Is it best to create ComposeDB models as small as possible?

spencer · September 12, 2022, 9:52pm

This is a really good question and the answer unfortunately is “it depends”. There are tradeoffs between smaller vs larger Models. The advantage of smaller Models is they are more modular, easier to compose in different combinations, and allow apps to depend on exactly the data they need and no more. The primary disadvantage of smaller Models, however, is that data belong to two different Models cannot be updated atomically.

For example, consider if you wanted to store a user’s address. Once possibility is to have a single Model that stores the entire address, where documents within that Model would look something like:

{ 
  street: '123 main street',
  city: 'boston',
  state: 'MA'
}

Another possibility is to have 3 Models: a address_street, address_city, and a address_state Model. So the first Model would have the data {street: '123 main street'}, the second would have {city: 'boston'}, and the third would have {state: 'MA'}. This would allow an app to index all the users who live in the state of Massachusetts without needing to also index what city they live in or what their street address is. The problem with this structure, however, would be that if the user were to move to a new address in a new state, the update to each of the 3 address documents in the 3 Models would happen independently - meaning they could be reordered, an app could learn about one but not the other two, or one of the writes could even fail entirely while the other two succeed. This could lead to inconsistent views about where the user actually lives.

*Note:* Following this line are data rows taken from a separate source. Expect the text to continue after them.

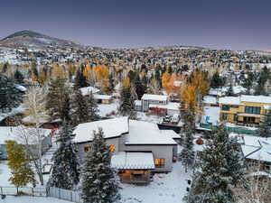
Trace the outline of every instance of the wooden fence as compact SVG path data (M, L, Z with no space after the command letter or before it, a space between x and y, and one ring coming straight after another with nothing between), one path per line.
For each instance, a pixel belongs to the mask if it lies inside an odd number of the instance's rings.
M31 188L31 187L23 187L23 188L15 188L15 187L0 187L0 194L1 195L19 195L25 194L33 197L47 197L46 188L39 187L39 188Z
M47 196L76 203L83 202L79 192L53 187L47 189Z

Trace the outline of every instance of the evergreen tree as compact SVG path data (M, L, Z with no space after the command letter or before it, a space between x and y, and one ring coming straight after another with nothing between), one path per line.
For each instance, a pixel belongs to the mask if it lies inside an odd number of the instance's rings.
M229 96L229 97L234 96L233 88L232 88L232 84L231 83L230 83L230 85L229 87L229 89L227 90L226 95Z
M88 122L98 121L99 119L97 101L94 98L92 92L87 97L87 115Z
M182 149L180 159L185 166L185 172L187 172L187 168L192 168L194 163L195 152L193 151L193 115L191 112L185 115L184 125L182 125L181 134Z
M63 78L51 80L46 97L46 109L51 120L70 121L70 106L66 80Z
M212 131L211 139L207 142L200 154L201 171L193 177L192 190L186 197L188 203L231 203L232 192L229 187L233 177L229 170L232 169L229 158L229 135L224 125ZM234 171L232 171L234 172Z
M146 88L144 86L144 83L141 80L138 73L135 77L134 85L138 99L141 99L142 96L146 92Z
M109 92L114 92L114 89L115 89L115 84L114 84L114 77L113 77L113 74L110 73L109 74L109 86L108 86L108 90Z
M14 80L16 81L16 83L22 84L23 83L23 79L24 77L23 76L23 74L18 69L16 69L16 71L14 72Z
M262 121L259 124L259 127L256 132L257 135L261 137L271 137L271 111L268 110L265 115L265 117L262 118Z
M57 142L60 147L52 156L52 172L48 186L64 189L73 189L79 181L79 162L75 146L71 140L73 128L66 121L63 122Z
M79 69L76 71L76 76L75 76L75 86L78 87L79 88L88 87L88 81L87 78L84 77L83 71L81 69Z
M109 147L102 129L94 132L91 151L82 167L81 189L84 203L113 203L120 199L120 187L116 171L110 167Z
M89 120L87 112L87 100L81 91L75 87L71 102L71 119L73 125L77 125L79 124L87 123Z
M16 188L33 183L35 186L34 173L31 168L30 161L27 159L23 146L15 141L6 141L6 153L8 157L7 165L11 169L9 180Z
M131 86L123 87L120 92L120 105L118 112L123 116L129 116L130 118L135 119L136 115L135 101L136 101L136 93L132 93Z
M213 88L219 88L223 85L223 79L220 78L218 71L212 76L210 79L210 87Z
M0 110L11 111L12 108L18 107L22 101L22 93L15 88L14 81L0 74Z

So the key tradeoff to consider when thinking about how narrow or broadly to define a Data Model is around the need to update various pieces of the data atomically. If there is a strong relationship between two fields of the Model such that it’s important to be able to update both of those fields in a way that apps will only ever see the change to both fields or neither, then those fields should be in the same Model. If there are fields that don’t need the ability to be atomically updated in this way, and especially if some apps might care about some of those fields but not others, then splitting them up into multiple smaller Models will provide developers with more flexibility around which pieces of the data they want to index in their application.